Is This Just Fantasy? Language Model Representations Reflect Human Judgments of Event Plausibility¶

Conference: ICLR 2026
OpenReview: https://openreview.net/forum?id=Czul60ELOH
Code: The authors declare it is open source ("Code available here," repository link provided in original footnotes)
Area: Mechanistic Interpretability / Cognitive Science Intersection
Keywords: Modal categories, linear representations, contrastive activations, difference vectors, world models, modeling human judgment

TL;DR¶

The authors utilize Contrastive Activation Addition (CAA) to extract modal difference vectors from the hidden states of various LMs to distinguish between modal categories such as "probable / impossible / inconceivable." This demonstrates that LM internal judgments of sentence modality are significantly more reliable than previously suggested. These vectors emerge in a coarse-to-fine order across training, layers, and scale, and can effectively model fine-grained human categorical judgment behaviors.

Background & Motivation¶

Background: LMs must distinguish whether a sentence describes something real, hypothetical, or completely absurd (i.e., judging the "modal category" of a sentence) to both answer real-world questions and write fantasy fiction. Philosophy and cognitive science have long used modal intuitions (whether an event is possible, impossible, or inconceivable) to characterize human "intuitive theories" of the world's causal structure.

Limitations of Prior Work: Recent studies (Kauf et al. 2023; Michaelov et al. 2025) found that LMs are overly sensitive to surface features, making sentence probability (sum of next-token probabilities) an unreliable metric for judging modal categories, as probability is confounded by factors unrelated to modality.
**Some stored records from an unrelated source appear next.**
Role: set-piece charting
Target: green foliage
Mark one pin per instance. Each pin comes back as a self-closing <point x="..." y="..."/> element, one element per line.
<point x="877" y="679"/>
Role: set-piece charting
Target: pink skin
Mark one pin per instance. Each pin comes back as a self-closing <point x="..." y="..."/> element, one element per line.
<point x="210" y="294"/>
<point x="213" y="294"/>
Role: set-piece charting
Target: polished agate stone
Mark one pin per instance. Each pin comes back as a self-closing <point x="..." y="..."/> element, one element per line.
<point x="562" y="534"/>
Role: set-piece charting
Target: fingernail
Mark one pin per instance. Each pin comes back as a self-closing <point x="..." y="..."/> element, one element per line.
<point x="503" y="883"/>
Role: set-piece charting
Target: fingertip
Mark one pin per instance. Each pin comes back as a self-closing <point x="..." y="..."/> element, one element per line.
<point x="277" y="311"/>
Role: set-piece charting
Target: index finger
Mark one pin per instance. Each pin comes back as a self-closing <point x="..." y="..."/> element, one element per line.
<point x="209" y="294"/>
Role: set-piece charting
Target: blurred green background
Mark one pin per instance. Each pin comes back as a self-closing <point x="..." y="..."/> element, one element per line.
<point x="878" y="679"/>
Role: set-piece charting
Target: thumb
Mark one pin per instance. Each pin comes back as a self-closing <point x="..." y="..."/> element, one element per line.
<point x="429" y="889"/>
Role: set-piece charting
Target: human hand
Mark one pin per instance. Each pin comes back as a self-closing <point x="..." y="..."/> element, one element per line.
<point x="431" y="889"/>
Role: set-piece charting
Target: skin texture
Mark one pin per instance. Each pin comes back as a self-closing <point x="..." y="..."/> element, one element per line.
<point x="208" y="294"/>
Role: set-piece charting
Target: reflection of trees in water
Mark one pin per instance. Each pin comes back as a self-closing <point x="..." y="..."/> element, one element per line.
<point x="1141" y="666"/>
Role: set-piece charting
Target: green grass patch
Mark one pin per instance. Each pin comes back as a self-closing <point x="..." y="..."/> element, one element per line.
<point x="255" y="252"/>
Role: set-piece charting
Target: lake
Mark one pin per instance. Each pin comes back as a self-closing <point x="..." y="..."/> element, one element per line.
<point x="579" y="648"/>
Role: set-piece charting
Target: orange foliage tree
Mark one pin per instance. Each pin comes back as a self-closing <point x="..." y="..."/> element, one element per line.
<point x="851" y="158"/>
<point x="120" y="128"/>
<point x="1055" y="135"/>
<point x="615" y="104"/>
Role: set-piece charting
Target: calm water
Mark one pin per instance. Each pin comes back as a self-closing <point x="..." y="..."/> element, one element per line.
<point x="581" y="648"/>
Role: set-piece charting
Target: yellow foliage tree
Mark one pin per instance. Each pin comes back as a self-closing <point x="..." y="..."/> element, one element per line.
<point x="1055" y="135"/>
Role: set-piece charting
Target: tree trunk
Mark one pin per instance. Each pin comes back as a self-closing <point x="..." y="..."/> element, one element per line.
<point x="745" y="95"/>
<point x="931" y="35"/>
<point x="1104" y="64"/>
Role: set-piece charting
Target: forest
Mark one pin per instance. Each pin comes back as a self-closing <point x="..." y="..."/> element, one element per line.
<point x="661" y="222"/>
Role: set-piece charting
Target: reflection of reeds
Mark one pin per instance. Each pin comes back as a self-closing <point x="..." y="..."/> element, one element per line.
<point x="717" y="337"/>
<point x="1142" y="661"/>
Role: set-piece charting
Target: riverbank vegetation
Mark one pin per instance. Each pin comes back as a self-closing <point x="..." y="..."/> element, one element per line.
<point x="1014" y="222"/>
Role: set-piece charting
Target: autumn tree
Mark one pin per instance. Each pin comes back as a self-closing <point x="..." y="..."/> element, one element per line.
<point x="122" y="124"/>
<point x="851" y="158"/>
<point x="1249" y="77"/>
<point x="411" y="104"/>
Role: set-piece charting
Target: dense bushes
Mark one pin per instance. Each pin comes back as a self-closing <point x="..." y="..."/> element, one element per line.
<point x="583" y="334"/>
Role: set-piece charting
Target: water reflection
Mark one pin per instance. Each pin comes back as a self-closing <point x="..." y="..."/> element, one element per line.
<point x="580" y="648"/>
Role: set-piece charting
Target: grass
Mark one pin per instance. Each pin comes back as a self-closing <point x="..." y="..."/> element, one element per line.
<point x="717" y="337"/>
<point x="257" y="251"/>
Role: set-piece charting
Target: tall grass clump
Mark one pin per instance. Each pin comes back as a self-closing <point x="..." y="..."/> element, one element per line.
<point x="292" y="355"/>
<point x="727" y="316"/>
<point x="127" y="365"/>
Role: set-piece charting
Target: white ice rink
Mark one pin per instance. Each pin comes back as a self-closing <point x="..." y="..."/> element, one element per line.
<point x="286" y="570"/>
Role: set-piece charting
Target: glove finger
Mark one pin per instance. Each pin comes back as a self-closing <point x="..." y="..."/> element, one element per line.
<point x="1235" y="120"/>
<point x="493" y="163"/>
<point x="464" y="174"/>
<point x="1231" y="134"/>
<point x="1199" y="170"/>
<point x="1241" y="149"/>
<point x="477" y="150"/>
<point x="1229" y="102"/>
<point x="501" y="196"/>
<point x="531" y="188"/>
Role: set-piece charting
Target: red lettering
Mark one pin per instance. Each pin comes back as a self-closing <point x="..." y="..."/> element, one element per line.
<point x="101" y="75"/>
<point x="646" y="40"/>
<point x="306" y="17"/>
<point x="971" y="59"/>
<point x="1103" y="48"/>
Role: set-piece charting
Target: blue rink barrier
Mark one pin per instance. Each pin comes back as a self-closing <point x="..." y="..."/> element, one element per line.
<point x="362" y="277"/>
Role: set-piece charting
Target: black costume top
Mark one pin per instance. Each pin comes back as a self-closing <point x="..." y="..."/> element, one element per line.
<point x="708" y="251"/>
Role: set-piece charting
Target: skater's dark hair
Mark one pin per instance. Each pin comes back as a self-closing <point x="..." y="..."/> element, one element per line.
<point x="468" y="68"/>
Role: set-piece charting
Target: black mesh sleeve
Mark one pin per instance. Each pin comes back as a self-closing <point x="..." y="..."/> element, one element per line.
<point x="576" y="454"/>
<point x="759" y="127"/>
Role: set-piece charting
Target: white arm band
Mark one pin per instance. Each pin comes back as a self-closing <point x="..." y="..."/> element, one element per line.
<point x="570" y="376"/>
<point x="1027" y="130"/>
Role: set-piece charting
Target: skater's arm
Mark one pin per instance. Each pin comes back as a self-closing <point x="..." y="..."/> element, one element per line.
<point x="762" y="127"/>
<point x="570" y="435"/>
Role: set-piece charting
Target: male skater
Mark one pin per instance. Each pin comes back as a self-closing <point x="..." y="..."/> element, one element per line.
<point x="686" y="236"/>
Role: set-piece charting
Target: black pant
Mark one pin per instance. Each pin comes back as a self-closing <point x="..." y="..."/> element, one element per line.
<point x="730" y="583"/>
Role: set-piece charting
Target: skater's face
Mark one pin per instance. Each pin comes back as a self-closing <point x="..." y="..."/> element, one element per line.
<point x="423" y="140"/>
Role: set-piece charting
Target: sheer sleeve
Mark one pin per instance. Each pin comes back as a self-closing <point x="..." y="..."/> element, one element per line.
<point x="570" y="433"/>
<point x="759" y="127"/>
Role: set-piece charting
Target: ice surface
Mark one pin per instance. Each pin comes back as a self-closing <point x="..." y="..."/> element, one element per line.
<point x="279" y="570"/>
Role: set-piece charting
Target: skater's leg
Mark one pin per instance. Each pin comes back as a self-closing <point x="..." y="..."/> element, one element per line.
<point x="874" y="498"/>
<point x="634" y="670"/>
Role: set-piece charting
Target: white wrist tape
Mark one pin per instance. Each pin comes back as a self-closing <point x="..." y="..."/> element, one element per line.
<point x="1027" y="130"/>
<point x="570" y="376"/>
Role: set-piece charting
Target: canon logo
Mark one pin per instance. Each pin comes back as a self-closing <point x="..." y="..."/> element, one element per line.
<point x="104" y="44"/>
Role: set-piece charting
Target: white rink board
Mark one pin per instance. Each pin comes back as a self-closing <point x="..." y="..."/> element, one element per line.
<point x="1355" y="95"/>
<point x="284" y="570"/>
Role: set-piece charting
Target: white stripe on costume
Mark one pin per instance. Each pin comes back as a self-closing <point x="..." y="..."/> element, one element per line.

This led to skepticism: Do LMs encode modal categories as independent and coherent features, or just implicitly represent them via unreliable probability estimation?

Key Challenge: "Unreliability of LM probability for modal judgment" \(\neq\) "Absence of internal modal representations in LMs." Previous behavioral tests using probability may have significantly underestimated the actual modal knowledge possessed by these models.

Goal: Bypassing output probabilities, this paper directly investigates whether modal category representations exist within LM hidden states. It addresses four RQs: (1) Do internal representations outperform output probability? (2) How do these representations develop across training/layers/scale? (3) Do they reflect fine-grained human categorical judgments? (4) Which interpretable features do they correspond to?

Core Idea: Use contrastive activations to distill "differences in modal categories" into a linear direction that is classifiable, interpretable, and comparable to human behavior, turning mechanistic interpretability tools into probes for both "investigating LM world models" and "generating human cognitive hypotheses."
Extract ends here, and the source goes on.